In our next installment I became a boy of fairy tales. I'd plug my fingers in my ears if there was something I didn't want to take. I'd try to swim the channel to avoid the troll. What a self I was! Always attempting to patch things up between us. It's OK, no it's OK, really. But I'm telling you I really do think it's time you took responsibility for your feelings. I know you just stuck a fork in my arm because I couldn't go to the concert with you, but really. You're absolutely going to need to learn not to do that. Sticking a fork in the arm of your boyfriend is somewhat inappropriate. And in most circles is considered NOT OK. I forgive you but my arm hurts and I'm afraid we'll have to cut short the processing so I can go to the emergency room. Let's make an appointment for ten o'clock tomorrow morning. I should be out by then. By the way, was that Salisbury or A-1 steak sauce plastered on the tines before you plunged it into my flesh?

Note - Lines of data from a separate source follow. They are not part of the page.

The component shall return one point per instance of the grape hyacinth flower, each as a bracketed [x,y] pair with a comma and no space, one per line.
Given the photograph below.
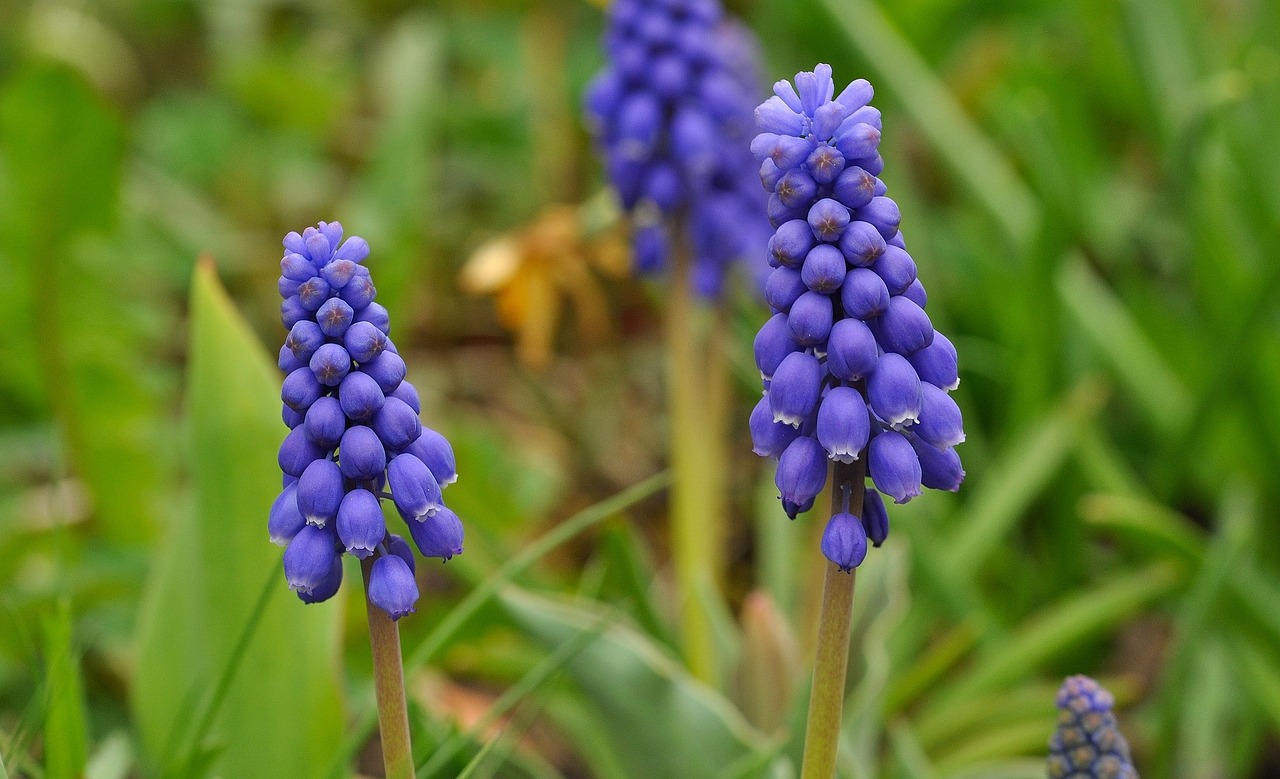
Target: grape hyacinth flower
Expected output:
[853,369]
[672,114]
[1087,743]
[355,435]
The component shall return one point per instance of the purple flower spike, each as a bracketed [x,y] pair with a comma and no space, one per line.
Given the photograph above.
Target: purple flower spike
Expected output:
[350,412]
[672,117]
[392,587]
[853,367]
[844,541]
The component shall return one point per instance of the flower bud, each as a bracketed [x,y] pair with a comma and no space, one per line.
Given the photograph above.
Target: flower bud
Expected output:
[844,425]
[894,466]
[414,487]
[438,535]
[361,454]
[795,388]
[360,523]
[320,491]
[392,587]
[801,472]
[844,541]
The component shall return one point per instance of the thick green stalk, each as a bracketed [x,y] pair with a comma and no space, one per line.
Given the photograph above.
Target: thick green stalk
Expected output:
[831,656]
[388,687]
[696,463]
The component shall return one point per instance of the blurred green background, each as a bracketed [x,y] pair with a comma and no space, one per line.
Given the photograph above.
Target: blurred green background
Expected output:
[1092,193]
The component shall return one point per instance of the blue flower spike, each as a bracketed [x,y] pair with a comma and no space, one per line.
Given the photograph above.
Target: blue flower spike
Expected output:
[1087,742]
[355,432]
[853,369]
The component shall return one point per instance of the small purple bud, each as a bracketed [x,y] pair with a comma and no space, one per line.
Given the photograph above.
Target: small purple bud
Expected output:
[328,586]
[896,269]
[855,188]
[915,293]
[304,339]
[862,243]
[823,269]
[941,424]
[312,293]
[330,365]
[360,523]
[320,491]
[387,370]
[396,424]
[375,314]
[827,219]
[809,319]
[309,558]
[334,316]
[407,393]
[392,587]
[773,343]
[796,188]
[851,351]
[364,342]
[940,468]
[438,535]
[824,165]
[300,389]
[791,242]
[894,466]
[874,517]
[325,422]
[434,449]
[361,454]
[398,546]
[894,390]
[882,214]
[769,438]
[936,363]
[844,425]
[414,487]
[904,328]
[360,395]
[784,287]
[297,267]
[795,388]
[286,519]
[292,311]
[359,292]
[801,472]
[844,541]
[863,294]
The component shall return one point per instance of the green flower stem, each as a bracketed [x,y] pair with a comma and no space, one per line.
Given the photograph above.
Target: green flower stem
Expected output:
[388,687]
[831,656]
[696,411]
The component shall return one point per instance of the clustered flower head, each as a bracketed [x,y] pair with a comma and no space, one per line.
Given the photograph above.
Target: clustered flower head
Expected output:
[851,365]
[353,432]
[1087,743]
[672,113]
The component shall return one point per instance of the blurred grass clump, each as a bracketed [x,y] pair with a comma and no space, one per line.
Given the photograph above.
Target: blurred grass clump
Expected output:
[1093,192]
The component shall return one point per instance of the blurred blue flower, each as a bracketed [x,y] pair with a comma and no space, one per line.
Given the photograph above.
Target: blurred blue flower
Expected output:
[672,114]
[1087,743]
[353,432]
[851,363]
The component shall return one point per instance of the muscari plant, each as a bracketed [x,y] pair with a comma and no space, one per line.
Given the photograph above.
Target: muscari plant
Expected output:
[355,440]
[1087,742]
[672,117]
[855,377]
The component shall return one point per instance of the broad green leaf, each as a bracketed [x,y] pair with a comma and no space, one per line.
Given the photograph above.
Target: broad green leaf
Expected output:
[282,714]
[65,731]
[657,718]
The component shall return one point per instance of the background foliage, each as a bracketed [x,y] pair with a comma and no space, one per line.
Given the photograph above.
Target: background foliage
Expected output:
[1092,192]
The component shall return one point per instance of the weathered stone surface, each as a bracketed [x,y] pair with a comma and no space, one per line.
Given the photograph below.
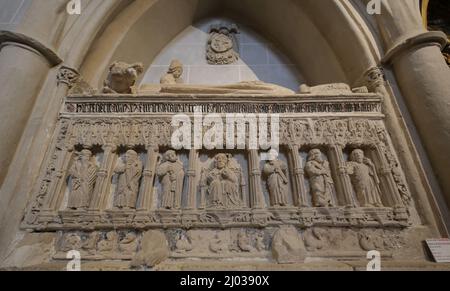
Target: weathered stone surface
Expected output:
[288,246]
[152,251]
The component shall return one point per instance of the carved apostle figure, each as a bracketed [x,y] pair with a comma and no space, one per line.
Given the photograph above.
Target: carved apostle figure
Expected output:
[84,174]
[321,183]
[222,45]
[174,74]
[171,174]
[223,184]
[130,172]
[122,78]
[364,179]
[277,182]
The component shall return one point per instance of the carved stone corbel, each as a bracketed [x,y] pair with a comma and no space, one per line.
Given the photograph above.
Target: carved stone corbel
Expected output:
[73,80]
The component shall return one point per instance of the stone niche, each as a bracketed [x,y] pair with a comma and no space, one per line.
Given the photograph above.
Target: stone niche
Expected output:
[114,189]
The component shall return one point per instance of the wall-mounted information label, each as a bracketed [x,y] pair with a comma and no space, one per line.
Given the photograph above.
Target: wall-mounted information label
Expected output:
[440,249]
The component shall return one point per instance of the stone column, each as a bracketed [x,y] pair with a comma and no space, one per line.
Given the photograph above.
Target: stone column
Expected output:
[104,174]
[256,194]
[26,61]
[388,185]
[343,184]
[55,190]
[423,77]
[146,201]
[298,173]
[192,177]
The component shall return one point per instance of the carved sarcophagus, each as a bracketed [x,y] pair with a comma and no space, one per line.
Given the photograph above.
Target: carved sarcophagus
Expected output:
[192,170]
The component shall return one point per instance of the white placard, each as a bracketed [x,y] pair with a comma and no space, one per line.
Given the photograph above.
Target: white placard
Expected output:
[440,249]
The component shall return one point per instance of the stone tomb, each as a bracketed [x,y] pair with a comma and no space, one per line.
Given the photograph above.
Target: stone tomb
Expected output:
[113,188]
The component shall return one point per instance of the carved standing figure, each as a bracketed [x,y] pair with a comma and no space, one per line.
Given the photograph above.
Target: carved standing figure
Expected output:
[171,174]
[174,74]
[84,174]
[223,184]
[277,182]
[122,78]
[321,183]
[364,179]
[130,172]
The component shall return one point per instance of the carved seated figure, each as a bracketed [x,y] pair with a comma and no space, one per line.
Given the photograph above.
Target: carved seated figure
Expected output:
[172,82]
[223,182]
[171,174]
[174,74]
[122,78]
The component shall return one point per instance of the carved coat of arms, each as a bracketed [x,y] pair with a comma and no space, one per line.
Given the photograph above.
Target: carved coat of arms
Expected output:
[222,48]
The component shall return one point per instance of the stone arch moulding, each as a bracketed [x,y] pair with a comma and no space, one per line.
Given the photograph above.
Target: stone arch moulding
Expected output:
[143,28]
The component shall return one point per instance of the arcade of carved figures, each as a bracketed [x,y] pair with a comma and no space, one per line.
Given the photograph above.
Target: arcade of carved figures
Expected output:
[109,181]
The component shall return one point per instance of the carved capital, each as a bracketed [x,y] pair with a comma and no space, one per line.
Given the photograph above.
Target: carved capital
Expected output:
[374,78]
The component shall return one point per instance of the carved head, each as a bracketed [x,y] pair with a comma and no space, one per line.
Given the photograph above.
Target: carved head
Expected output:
[221,161]
[315,155]
[85,155]
[170,156]
[357,156]
[176,69]
[131,156]
[122,76]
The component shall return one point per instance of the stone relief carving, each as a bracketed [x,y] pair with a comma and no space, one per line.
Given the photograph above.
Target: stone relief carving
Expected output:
[285,244]
[122,78]
[83,173]
[128,243]
[153,250]
[335,88]
[288,246]
[222,47]
[173,75]
[277,182]
[222,182]
[129,172]
[110,133]
[74,81]
[244,242]
[171,173]
[184,243]
[320,180]
[109,243]
[364,179]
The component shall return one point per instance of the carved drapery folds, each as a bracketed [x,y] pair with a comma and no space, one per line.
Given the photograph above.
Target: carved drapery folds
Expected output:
[120,170]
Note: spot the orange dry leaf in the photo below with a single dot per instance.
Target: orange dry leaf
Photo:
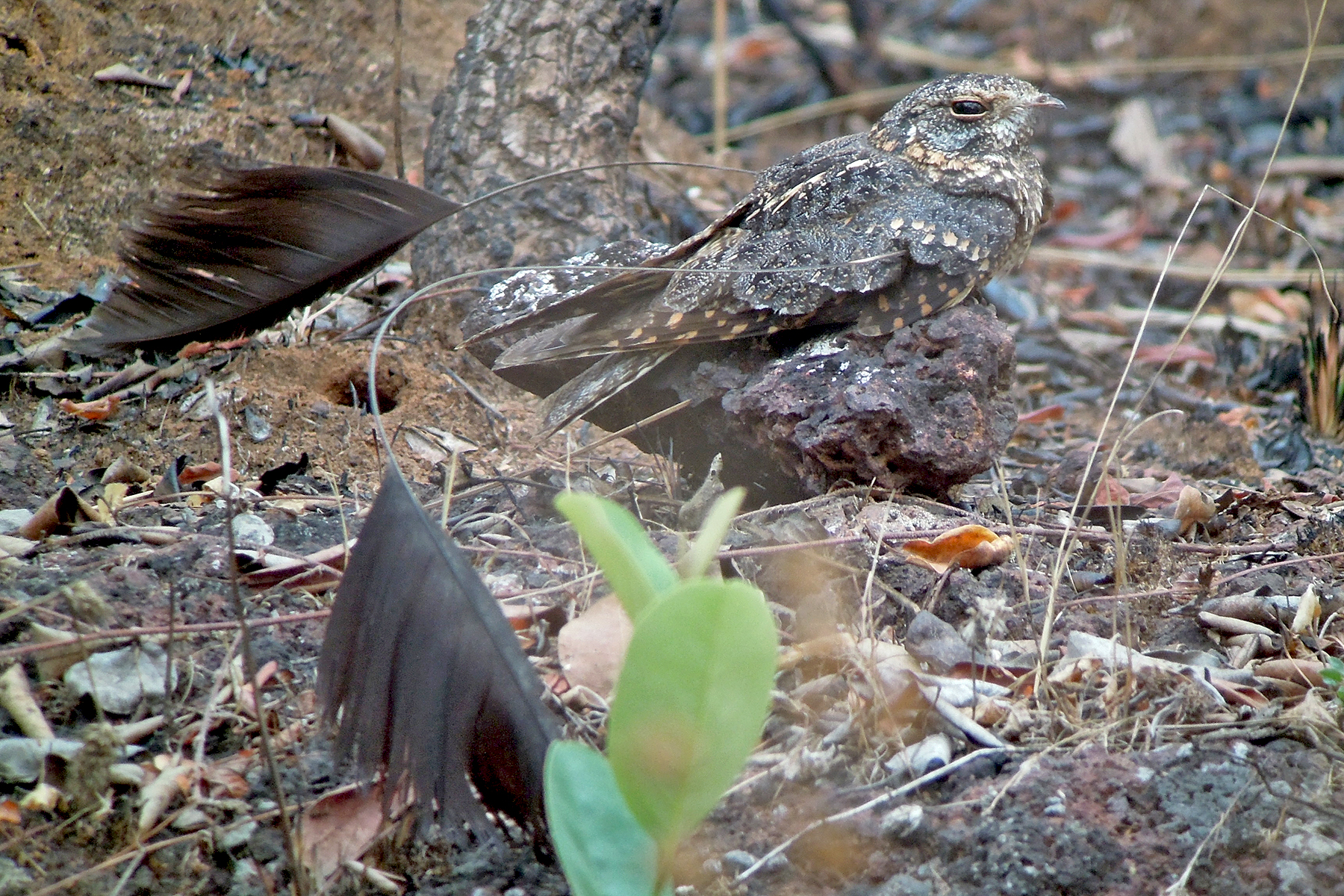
(1175, 355)
(1043, 414)
(1109, 492)
(968, 547)
(97, 410)
(1166, 494)
(343, 825)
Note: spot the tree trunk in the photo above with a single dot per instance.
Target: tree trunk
(541, 87)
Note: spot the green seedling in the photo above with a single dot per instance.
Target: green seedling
(688, 706)
(1334, 677)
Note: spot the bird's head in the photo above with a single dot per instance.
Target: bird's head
(962, 116)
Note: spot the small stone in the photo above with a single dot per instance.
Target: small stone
(13, 519)
(1312, 848)
(191, 820)
(257, 425)
(234, 837)
(1293, 877)
(124, 677)
(250, 531)
(902, 821)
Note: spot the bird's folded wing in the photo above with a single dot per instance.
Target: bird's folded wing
(245, 247)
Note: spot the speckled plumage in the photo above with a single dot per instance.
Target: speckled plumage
(874, 230)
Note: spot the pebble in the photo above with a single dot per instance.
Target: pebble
(234, 837)
(250, 531)
(902, 821)
(13, 519)
(124, 677)
(1312, 848)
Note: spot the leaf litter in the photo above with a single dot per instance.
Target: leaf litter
(1191, 620)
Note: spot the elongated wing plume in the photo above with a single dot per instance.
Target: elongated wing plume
(425, 679)
(241, 249)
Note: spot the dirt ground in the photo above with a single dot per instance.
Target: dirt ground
(1130, 778)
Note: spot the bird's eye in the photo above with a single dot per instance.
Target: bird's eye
(968, 108)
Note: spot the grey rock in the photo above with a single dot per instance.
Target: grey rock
(252, 531)
(22, 758)
(119, 680)
(1312, 848)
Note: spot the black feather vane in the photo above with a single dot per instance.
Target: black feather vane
(243, 247)
(425, 679)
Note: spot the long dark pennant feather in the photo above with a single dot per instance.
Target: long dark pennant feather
(425, 677)
(241, 249)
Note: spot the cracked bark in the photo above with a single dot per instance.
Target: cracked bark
(541, 87)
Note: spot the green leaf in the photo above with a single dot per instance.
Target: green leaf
(635, 568)
(717, 523)
(603, 848)
(690, 703)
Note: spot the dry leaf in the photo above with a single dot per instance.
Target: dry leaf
(969, 547)
(16, 697)
(342, 827)
(1194, 508)
(1177, 354)
(1110, 492)
(1048, 414)
(155, 797)
(97, 410)
(1307, 672)
(1166, 494)
(1308, 610)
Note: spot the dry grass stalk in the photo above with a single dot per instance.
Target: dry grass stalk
(1323, 381)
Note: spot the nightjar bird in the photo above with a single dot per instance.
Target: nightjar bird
(870, 233)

Remember the birthday when I included a bottle of Clearasil with your main gift of a sweater? Or when I told you I thought we made better enemies than lovers. I didn't know any better. I was the Travis Bickle of Milwaukee, but this Travis Bickle didn't explode. He recognized his own petty existence and went to the bluffs at Lake Michigan ready to dive and out-Gloucester Gloucester. But a funny thing happened on the way to Cudahy. I had a toothache and it bothered me so much I called my dentist. Bridgework. I know, I know -- too many ho-hos. And the damn tongue that would always only lick them to the left side of my mouth. The world is too much for us. Or preservatives and taste enhancers like sodium acid and aluminum pyrophosphates as well as sorbic acid are too much for our teeth.

Oh baby blue Dad was totally pissed at me last night, but now that I've gotten some things off my chest, into my throat and out of my mouth. I feel much more alive and ready to pay state income tax. The birds are singing. Curlicues are returning to my handwriting and even at the foundry I can hear the distant sound of a babbling brook. Your father is the best metaphor I can think of for this syrupy tripe. He moves slow, but he's seen, heard and felt much more than me and he has not traded in core values for monthly subscriptions to barelylegal.com. He is what I need to become again and again if I am ever to break the cycle. He holds and watches over all of his daughters, he thinks of himself second whereas I fight to hold the title of the One-Who-Wants-To-Bring-About-Confusion.

From now on, each night before I go to sleep I will whisper (since my own father is dead), Come to me father. The high life is not what I first thought. Show me your outrage. Let me walk on the storied path behind you. Though now I only ride a pony, in a fortnight I could have my own horse and a different coat of arms. I don't sleep with strange women anymore. I rein it in, on my way to green knighthood. I bless no mutiny and spit on serfs who want to "pick up chicks."